We can just fast forward to middle school now. I was (un)lucky enough to be well endowed in the sixth grade. To me, my boobs were a nuisance more than anything, but they were a point of interest to the people around me. At home I plotted ways to get rid of them. My aunt gifted me Judy Blume’s “Are You There God? It's Me, Margaret.” I thought that Margaret was such a f***ing idiot. For the life of me, I couldn’t understand why she wanted bigger breasts. It seemed then and still does now, that body image problems are some big cosmic joke because for every person who would like to get rid of something there is someone who would gladly take it (probably).

I went through this phase where I wanted to have my widow’s peak permanently removed but my mother said I would regret it. Around that time my grandfather told me that he wished he could get rid of the chicken pox scars on his face but that if everyone who wanted to change something about themselves got in line to talk to God, the line would wrap around the Earth a hundred times.
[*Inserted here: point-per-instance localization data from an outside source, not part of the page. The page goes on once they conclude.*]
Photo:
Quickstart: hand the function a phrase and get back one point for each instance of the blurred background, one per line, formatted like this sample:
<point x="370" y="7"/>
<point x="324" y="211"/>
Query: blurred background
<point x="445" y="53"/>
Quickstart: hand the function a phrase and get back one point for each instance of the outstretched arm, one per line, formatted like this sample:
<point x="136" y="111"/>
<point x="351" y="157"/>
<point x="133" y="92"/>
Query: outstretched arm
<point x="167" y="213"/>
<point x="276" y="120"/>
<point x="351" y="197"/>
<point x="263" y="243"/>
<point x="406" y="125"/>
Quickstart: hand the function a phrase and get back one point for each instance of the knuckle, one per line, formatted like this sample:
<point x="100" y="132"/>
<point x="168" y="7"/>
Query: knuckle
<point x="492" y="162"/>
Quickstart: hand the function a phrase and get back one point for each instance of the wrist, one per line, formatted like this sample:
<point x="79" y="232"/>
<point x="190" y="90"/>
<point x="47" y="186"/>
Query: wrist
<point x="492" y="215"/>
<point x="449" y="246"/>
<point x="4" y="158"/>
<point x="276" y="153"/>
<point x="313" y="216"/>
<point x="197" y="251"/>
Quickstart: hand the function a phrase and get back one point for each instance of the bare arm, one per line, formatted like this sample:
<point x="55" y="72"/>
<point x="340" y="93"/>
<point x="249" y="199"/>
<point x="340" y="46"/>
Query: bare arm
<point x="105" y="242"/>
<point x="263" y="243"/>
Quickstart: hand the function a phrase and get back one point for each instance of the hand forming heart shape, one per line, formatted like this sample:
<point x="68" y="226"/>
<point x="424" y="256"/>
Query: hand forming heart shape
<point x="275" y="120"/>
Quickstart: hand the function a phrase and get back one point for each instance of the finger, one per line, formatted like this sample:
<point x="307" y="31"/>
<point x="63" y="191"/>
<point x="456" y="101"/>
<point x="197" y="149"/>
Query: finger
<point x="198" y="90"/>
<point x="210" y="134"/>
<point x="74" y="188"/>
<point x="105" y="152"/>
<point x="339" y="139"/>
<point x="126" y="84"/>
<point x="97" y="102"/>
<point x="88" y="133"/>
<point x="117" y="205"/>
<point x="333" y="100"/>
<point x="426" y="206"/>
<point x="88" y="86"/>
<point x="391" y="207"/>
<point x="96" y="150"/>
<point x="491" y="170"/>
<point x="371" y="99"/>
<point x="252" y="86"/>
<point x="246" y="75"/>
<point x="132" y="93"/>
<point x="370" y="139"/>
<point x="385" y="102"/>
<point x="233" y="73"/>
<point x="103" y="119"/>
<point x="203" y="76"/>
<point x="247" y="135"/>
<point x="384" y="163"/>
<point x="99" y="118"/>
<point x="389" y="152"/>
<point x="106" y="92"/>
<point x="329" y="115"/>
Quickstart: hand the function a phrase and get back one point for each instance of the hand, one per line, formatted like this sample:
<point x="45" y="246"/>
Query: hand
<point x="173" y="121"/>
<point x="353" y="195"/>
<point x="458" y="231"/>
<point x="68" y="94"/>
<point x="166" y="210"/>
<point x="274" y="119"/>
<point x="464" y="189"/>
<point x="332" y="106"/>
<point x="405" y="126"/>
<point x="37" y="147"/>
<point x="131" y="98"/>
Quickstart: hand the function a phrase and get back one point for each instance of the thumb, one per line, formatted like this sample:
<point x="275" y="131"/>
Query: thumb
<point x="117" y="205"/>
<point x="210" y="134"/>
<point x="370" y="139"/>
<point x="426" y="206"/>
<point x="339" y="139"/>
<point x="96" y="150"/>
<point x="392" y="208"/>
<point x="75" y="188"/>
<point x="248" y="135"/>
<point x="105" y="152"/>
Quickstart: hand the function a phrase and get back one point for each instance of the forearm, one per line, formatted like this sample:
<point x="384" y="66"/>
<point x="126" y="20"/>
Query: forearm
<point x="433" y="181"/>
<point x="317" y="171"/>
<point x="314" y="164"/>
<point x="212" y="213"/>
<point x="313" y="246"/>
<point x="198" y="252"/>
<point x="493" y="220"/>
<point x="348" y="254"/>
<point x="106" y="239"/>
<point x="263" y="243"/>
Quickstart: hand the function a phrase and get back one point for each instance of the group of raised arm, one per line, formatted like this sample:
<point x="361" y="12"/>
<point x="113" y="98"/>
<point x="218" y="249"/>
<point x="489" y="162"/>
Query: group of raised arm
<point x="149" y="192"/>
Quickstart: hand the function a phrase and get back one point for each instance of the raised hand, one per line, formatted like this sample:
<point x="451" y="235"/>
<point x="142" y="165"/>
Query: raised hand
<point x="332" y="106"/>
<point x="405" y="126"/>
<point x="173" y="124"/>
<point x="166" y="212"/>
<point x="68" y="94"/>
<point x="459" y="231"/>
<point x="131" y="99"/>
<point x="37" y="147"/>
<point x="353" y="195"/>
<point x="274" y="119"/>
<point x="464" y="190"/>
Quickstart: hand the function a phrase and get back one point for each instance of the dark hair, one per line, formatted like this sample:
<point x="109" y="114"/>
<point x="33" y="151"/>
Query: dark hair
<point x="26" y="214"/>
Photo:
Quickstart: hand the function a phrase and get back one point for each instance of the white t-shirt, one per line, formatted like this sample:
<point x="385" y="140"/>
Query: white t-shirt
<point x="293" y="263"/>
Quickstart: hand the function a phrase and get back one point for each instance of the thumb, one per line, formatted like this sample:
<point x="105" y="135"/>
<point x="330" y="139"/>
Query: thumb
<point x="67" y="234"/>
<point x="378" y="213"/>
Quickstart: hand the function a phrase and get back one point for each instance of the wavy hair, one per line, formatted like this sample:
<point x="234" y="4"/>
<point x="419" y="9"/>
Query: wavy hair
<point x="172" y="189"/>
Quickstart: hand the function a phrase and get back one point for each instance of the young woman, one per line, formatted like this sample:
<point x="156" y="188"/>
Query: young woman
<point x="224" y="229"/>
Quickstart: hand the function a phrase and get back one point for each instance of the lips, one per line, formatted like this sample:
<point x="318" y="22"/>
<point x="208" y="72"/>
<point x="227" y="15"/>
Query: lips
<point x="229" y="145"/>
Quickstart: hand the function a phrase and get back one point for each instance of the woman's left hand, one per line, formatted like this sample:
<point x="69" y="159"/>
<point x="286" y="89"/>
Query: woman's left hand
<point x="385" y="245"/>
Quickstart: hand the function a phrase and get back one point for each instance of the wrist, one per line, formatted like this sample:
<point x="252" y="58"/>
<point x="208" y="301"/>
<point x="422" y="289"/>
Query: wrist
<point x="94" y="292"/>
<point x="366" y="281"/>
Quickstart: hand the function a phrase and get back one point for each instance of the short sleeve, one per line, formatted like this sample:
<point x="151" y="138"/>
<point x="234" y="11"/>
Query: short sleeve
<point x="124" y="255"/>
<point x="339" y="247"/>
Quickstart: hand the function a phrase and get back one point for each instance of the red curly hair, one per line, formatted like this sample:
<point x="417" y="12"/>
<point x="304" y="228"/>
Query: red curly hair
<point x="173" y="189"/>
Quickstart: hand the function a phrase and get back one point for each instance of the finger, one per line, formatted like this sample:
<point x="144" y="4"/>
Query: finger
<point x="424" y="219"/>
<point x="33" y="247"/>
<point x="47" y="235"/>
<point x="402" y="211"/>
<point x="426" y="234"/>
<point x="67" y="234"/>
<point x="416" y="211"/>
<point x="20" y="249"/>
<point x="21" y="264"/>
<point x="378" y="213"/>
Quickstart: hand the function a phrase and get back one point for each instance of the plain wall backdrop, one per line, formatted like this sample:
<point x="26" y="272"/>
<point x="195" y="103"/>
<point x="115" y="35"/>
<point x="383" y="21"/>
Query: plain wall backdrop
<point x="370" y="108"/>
I thought that anecdote was stupid because my widow’s peak was still on my face. They left me no choice but to shave it off myself, nicking my forehead in the process and making it look way bigger than it used to.

To me, they were an obstacle to getting to know the person that lived inside of my body. A girl that was funny and smart and had a lot of reading recommendations. But as that year went on I realized that there was some sort of power in using your physical body as a gateway into... the thing that was most important to me at the time... boys. I thought that maybe if they liked my boobs then sooner than later they would listen to me. I was wrong. It made me embarrassed, it made me feel detached from my body like they owned it like it was there for them and not me like I was renting like I was just passing through. I felt like a visitor in my own skin and I spent the majority of my time wanting to check out. I poked and prodded at my body because there were so many things that I ached to change about myself.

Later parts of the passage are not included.